- Leader: S.C.C. Anthony Pillai
- Founded: April 1959
- Dissolved: 8 April 1962
- Split from: Socialist Party
- Merged into: Tamil National Party
- Ideology: Socialism
- Seats in the Lok Sabha: 1 / 496

= Tamilnad Socialist Labour Party =

The Tamilnad Socialist Labour Party was a political party in Madras State of India, active between 1959 and 1962. The party was led by S.C.C. Anthony Pillai, a prominent labour leader and member of the Second Lok Sabha (the lower house of the Parliament of India). The party contested the 1962 elections unsuccessfully, and would soon thereafter merge into the Tamil National Party.

==Split in the Socialist Party==
The party emerged from a split in the Socialist Party of Dr. Ram Manohar Lohia. S.C.C. Anthony Pillai (who was one of the Socialist Party candidates elected to the Lok Sabha in the 1957 Indian general election) and his grouping in Madras State broke away from the Socialist Party in early 1959, arguing that the Socialist Party under Lohia was characterized by 'dictatorial tendencies'. The S.C.C. Anthony Pillai group formed the Tamilnad Socialist Labour Party in April 1959. Among the leaders that sided with the Tamilnad Socialist Labour Party was S. Pakkirisamy Pillai, general secretary of the Madras Port Trust Employees Union and member of the Madras State Legislative Assembly representing the Perambur constituency. The party published the journal Manithakulam ('Mankind').

==1962 elections==
The party contested the 1962 Lok Sabha election and the 1962 Madras State Legislative Assembly election. It fielded one candidate in the Lok Sabha election, S.C.C. Anthony Pillai contesting the Madras North Lok Sabha constituency. He finished in third place with 80,227 votes (24.74% of the votes in the constituency). The party fielded seven candidates in for the legislative assembly,

| Constituency | Candidate | Votes | % | Rank |
|---|---|---|---|---|
| Purasawalkam | S. Pakkirisamy Pillai | 18,713 | 28.64% | 2nd |
| Madavaram | Balaram | 3,364 | 5.29% | 3rd |
| Saidapet | N.S. Naidu | 2,888 | 4.52% | 3rd |
| Uthiramerur | T.G. Sundaramoorthy | 1421 | 2.26% | 4th |
| Bodinayakkanur | R.K. Rajan | 12,668 | 19.54% | 3rd |
| Sholavandan | K. Subbiah alias Alagumalai | 770 | 1.38% | 6th |
| Saliamangalam | Murugesan | 3,362 | 5.29% | 4th |

All in all the party obtained 43,186 votes in the legislative assembly election, getting 9.81% of the votes in the constituencies contested.

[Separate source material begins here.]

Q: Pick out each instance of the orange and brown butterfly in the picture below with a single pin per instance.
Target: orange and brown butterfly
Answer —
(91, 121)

==Merger with the Tamil National Party==
The Tamilnad Socialist Labour Party merged with the Tamil National Party of E.V.K. Sampath on 8 April 1962. E.V.K. Sampath and S.C.C. Anthony Pillai announced the merger together, the unified party retained the name Tamil National Party. In the process of the merger the Tamilnad Socialist Labour Party accepted the position of the Tamil National Party to demand Tamil national autonomy within an Indian federation with the right to secede.